A média de idades do plantel do Seixal Clube 1925 ronda os 23 anos o que dá razão à ideia partilhada pela direção. Todavia, o emblema do Seixal não tem apenas atletas oriundos da formação. Arriscou e foi à procura de recuperar jogadores que já tinham representado o clube. É o caso, por exemplo, de Paulo Silva. Aos 47 anos decidiu calçar outra vez as luvas após um interregno de cinco anos.

«Deixei de jogar e comecei a ajudar o Fusco aqui no Seixal Clube 1925. Era o treinador de guarda-redes dos seniores e um dia, na brincadeira com o Tiago Correia [treinador e irmão de Rui Correia do Paços de Ferreira] disse-lhe que era capaz de voltar a jogar. Apostei com o treinador que ainda era capaz de jogar e assim foi», disse ao nosso jornal. 

Por que razão se volta a jogar aos 47 anos e depois de cinco anos sem jogar? «Ficamos contentes quando somos bem tratados. Em seis anos no clube não tenho nada a apontar a quem quer que seja. Moro perto e mesmo depois de sair do Seixal mantive a relação com as pessoas daqui. Fizeram parte da minha vida, tanto no futebol como fora dele», respondeu.

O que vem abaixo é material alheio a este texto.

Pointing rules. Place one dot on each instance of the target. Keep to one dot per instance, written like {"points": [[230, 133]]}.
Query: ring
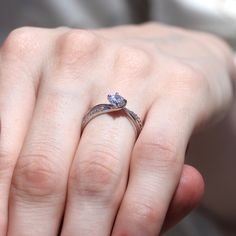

Além do veterano guara-redes, o Seixal Clube 1925 recuperou Fusco. Sim, esse mesmo: figura histórica do Beira-Mar (chegou a vencer uma Taça de Portugal) e também ele produto da formação do extinto emblema lisboeta. 

«Sou coordenador do futebol, mas faço tudo o que for preciso. Tenho dois clubes no coração: o Beira-Mar e o Seixal. Foram marcantes para mim. Já tinha estado no clube em 2005 exatamente na mesmo função. Voltou a surgir o convite e agarrei-o com tudo o que tinha. Devo muito às pessoas daqui e quero retribuir», sustentou o atual funcionário camarário.

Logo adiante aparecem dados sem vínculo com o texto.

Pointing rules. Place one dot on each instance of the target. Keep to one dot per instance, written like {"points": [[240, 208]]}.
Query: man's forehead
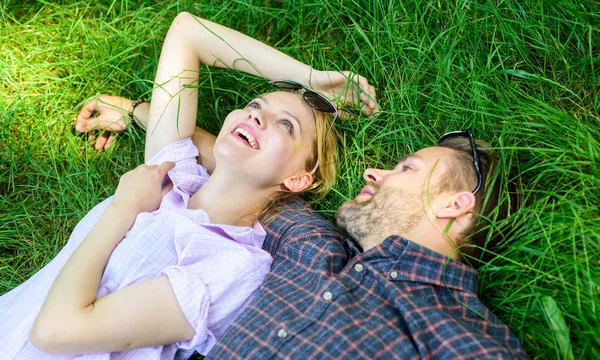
{"points": [[429, 155]]}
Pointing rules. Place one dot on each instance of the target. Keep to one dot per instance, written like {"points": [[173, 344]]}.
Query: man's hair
{"points": [[496, 200]]}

O Seixal Clube 1925 quer trilhar o caminho da ressurreição com quem conhece o clube. Para já os passos dados foram certos e os números refletem o crescimento.

«Temos jogadores desde os três anos até aos 70 anos. Em quase todos os escalões temos mais de duas equipas. Foi um crescimento brutal. Nos primeiros quatro anos tínhamos cerca de 70 atletas só no futebol. Neste momento, contabilizando os veteranos, temos 300 atletas [ndr: 357, clube com mais atletas inscritos na AF Setúbal dados oficiais]. As pessoas acreditaram no nosso projeto e o facto de termos ido buscar treinadores e jogadores formados no Seixal FC e acabou por trazer muita gente para o clube», elucidou Hugo Rodrigues.

O plantel sénior do Seixal Clube 1925 «não recebem nada» diz o mesmo dirigente, sublinhando que o trabalho é desenvolvido «com muito amor à camisola». 

Libertado do passado sombrio, o Seixal Clube 1925 está a despertar.